Howard L. Biddulph was a professor at both Brigham Young University and the University of Victoria. He was a political scientist who focused on the government of the Soviet Union.
Biddulph received his Ph.D. from Indiana University where he wrote his dissertation on "Karl Marx's Early Thought in the Soviet Union". Biddulph began his academic career as a professor at Rutgers University. He was chair of the political science department at the University of Victoria.
Biddulph was also the first president of the Victoria British Columbia Stake of the LDS Church and the first president of the Ukraine Kiev Mission, where he oversaw the opening of missionary work in the Ukraine.
Biddulph has also served as a bishop and Regional Representative of the Quorum of the Twelve.
Biddulph and his wife Colleen are the parents of five children.

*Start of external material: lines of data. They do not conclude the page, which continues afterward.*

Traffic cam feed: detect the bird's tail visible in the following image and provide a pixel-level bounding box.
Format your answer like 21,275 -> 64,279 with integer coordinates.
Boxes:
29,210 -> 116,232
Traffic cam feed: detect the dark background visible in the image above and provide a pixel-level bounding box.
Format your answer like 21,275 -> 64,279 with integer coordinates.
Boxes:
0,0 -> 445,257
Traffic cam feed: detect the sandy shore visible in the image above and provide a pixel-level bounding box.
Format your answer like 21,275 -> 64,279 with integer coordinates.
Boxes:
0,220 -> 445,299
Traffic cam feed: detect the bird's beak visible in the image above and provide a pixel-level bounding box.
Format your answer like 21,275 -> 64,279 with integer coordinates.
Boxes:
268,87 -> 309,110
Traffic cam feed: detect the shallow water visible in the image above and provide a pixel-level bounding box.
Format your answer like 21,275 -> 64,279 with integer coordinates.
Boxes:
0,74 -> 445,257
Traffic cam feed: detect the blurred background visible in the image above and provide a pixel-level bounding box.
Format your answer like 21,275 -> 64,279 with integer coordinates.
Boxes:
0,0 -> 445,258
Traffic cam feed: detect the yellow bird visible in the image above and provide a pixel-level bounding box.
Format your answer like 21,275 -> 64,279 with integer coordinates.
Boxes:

Biddulph also wrote the book The Morning Breaks (Salt Lake City: Deseret Book, 1996). Articles by Biddulph include the 1983 article "Local Interest Articulation at CPSU Congress", "Soviet Intellectual Dissent as a Political Counter Culture" in Western Political Quarterly, Vol. 25, No. 3, p. 522-533, "Religious Liberty and the Ukrainian State: Nationalism Versus Equal Protection" in BYU Law Review, 1995 and "Religious Participation of Youth in the USSR" in Europe-Asia Studies, Vol. 31, Issue 3 (July 1979) p. 417-433.